Buyers of Rand have enjoyed the sell-off in the South African currency so far this year. Sellers on the other hand have displayed concern throughout the market as the South African economy embarks upon quite the first quarter of the decade. This shift in sentiment has been responsible for the change in price so far this year with the Rand yesterday trading at the cheapest level so far this year against both the Pound and US Dollar yesterday afternoon. The problem you might rightly suspect begins with Eskom, but it doesn’t end with the state-owner utility company.
The sell-off in the Rand in the past week or so is most likely the effect of position adjustment as we move towards the draft Eskom solution this week, budget speech next month (26th February), and Moody’s credit rating in the first week of March. Last week we learned the likely cost of load shedding in 2019. Estimated by the Council for Scientific and Industrial research at as high as R118 billion last year, the lights were switched off for a cumulative planned 530 hours in 2019. If that figure is correct it means that the single issue created by the failure of the state utility and its management is alone responsible for a puncture approximately 2.5% of the size of the entire economy. The cost per capita of Eskom’s failings last year alone therefore is over two thousand Rand. And what did each citizen get for their R2,000 bill? Less than nothing! Growth forecasts for South Africa are weak and if load shedding were to take place at a rate akin to 2015 this year, they could well turn negative plunging the economy into its second recession since 2018.

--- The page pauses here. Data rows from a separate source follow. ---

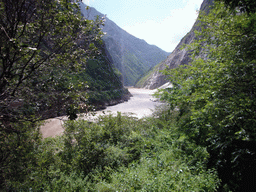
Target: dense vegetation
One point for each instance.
(131, 56)
(203, 139)
(45, 53)
(215, 95)
(117, 154)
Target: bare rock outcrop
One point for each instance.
(178, 57)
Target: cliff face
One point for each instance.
(131, 56)
(155, 78)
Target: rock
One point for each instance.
(177, 57)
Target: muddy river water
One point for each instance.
(141, 104)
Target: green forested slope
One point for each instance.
(131, 56)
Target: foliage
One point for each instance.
(215, 95)
(120, 153)
(42, 46)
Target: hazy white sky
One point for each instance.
(159, 22)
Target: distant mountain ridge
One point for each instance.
(154, 78)
(131, 56)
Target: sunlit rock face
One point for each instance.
(131, 56)
(178, 57)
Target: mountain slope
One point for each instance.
(131, 56)
(154, 78)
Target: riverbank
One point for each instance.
(140, 104)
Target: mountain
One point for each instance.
(132, 56)
(154, 78)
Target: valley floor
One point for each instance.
(141, 104)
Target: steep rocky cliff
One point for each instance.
(155, 78)
(131, 56)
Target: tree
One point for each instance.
(42, 46)
(215, 95)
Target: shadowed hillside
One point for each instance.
(131, 56)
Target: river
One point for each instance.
(140, 105)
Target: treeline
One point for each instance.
(202, 140)
(215, 94)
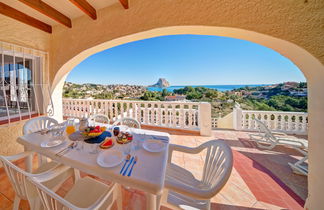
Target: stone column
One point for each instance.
(237, 117)
(205, 119)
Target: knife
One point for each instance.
(130, 163)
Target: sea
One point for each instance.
(221, 88)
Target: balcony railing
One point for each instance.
(287, 122)
(176, 115)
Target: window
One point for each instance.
(21, 83)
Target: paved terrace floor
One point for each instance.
(260, 179)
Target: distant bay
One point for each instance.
(221, 88)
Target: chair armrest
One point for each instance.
(279, 133)
(50, 174)
(19, 156)
(188, 190)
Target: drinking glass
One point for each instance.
(70, 126)
(94, 148)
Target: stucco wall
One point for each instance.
(21, 34)
(14, 32)
(226, 122)
(298, 27)
(291, 27)
(295, 21)
(8, 136)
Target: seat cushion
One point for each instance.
(45, 167)
(86, 191)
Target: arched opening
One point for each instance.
(308, 64)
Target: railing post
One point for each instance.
(205, 119)
(237, 117)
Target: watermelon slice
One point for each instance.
(107, 143)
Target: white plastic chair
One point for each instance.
(266, 139)
(38, 124)
(130, 122)
(87, 193)
(98, 119)
(17, 178)
(182, 189)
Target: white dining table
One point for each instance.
(148, 174)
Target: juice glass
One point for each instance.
(70, 127)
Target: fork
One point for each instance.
(126, 161)
(60, 153)
(130, 171)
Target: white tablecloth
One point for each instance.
(148, 174)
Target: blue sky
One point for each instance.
(187, 60)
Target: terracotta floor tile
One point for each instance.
(260, 179)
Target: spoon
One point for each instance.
(130, 171)
(126, 160)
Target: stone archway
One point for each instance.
(312, 68)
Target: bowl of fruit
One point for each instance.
(93, 131)
(124, 138)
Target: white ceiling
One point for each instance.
(63, 6)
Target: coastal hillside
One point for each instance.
(161, 83)
(288, 96)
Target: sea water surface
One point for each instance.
(221, 88)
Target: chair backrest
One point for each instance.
(263, 129)
(37, 124)
(130, 122)
(49, 199)
(98, 118)
(17, 177)
(218, 166)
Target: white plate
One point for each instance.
(110, 158)
(52, 143)
(154, 145)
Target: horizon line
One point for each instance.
(187, 84)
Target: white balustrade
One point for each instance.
(214, 122)
(287, 122)
(179, 115)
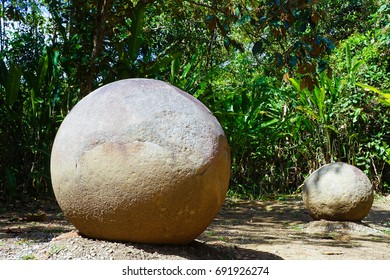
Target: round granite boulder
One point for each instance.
(338, 192)
(140, 160)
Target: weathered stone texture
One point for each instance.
(338, 192)
(140, 160)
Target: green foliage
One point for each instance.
(231, 55)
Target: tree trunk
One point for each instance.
(100, 24)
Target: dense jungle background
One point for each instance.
(295, 84)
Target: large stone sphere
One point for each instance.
(140, 160)
(338, 192)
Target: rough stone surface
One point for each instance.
(338, 192)
(140, 160)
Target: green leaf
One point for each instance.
(10, 182)
(349, 59)
(271, 122)
(13, 83)
(43, 66)
(295, 83)
(186, 70)
(257, 47)
(369, 88)
(3, 73)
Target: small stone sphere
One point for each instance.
(338, 192)
(140, 160)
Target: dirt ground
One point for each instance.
(273, 229)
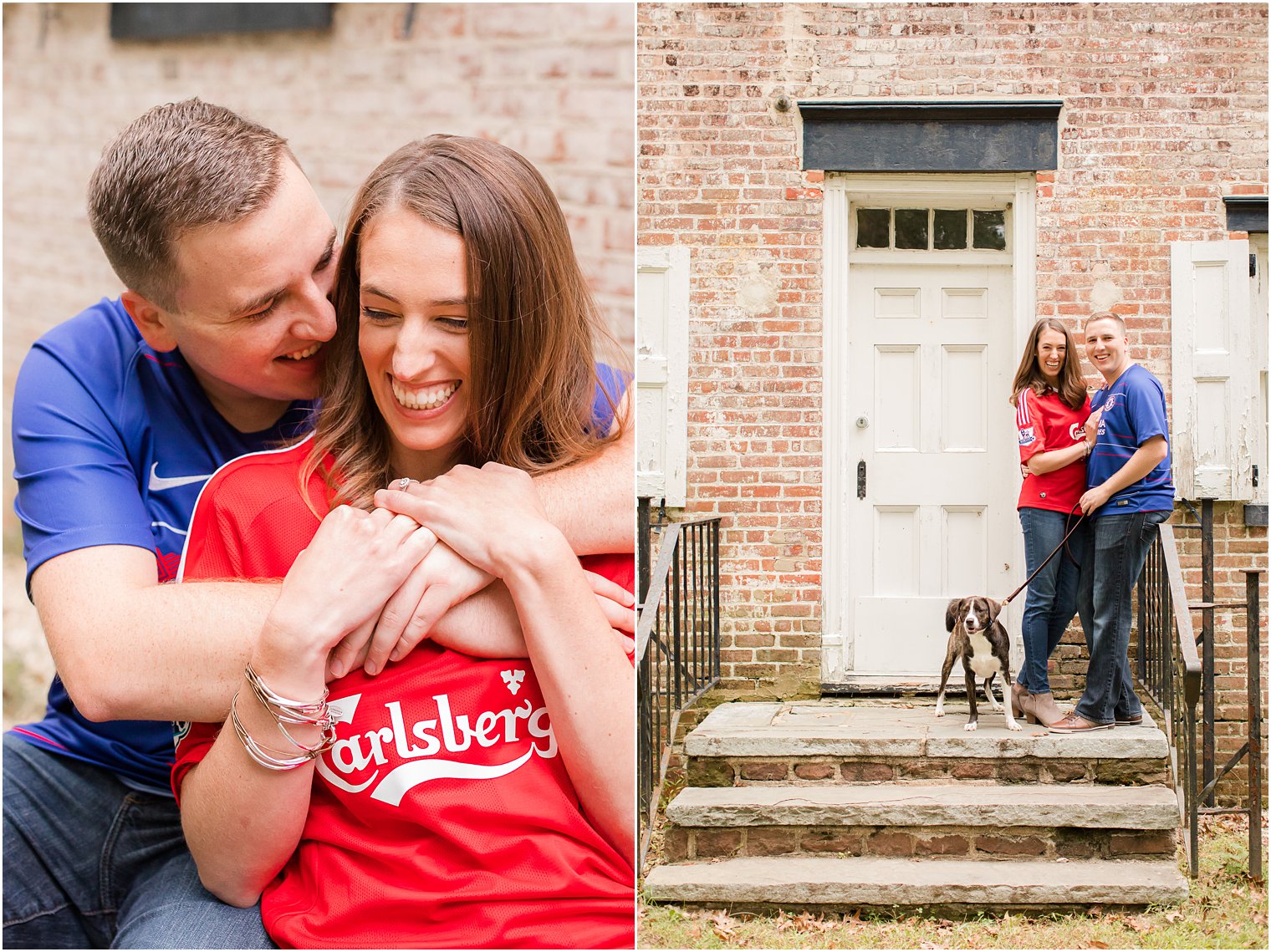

In accordance with President Cyril Ramaphosa’s announcement last year, we had expected Eskom’s CEO Andre de Ruyter to announce his plan to split up the energy provider into three separate legal entities each responsible for generation, transmission and distribution respectively. On Sunday, he cautioned against rushing the division of responsibilities announcing his concern that a sudden separation could provoke lenders to constrain credit and cash even faster. The market sensed division between political and executive leadership in South Africa and, fearing another potential delay to the emergence of a holistic plan, sold the domestic currency.
Finance Minister Tito Mboweni will deliver his budget speech to the nation with the world watching in one months’ time. The cash allocated and commitments made to the provider responsible for 90% of South Africa’s energy provision will set the stage for Moody’s ratings agency to decide once again if domestic debt is worthy of an ‘investment grade’ stamp or should be classed rather fondly as ‘junk’.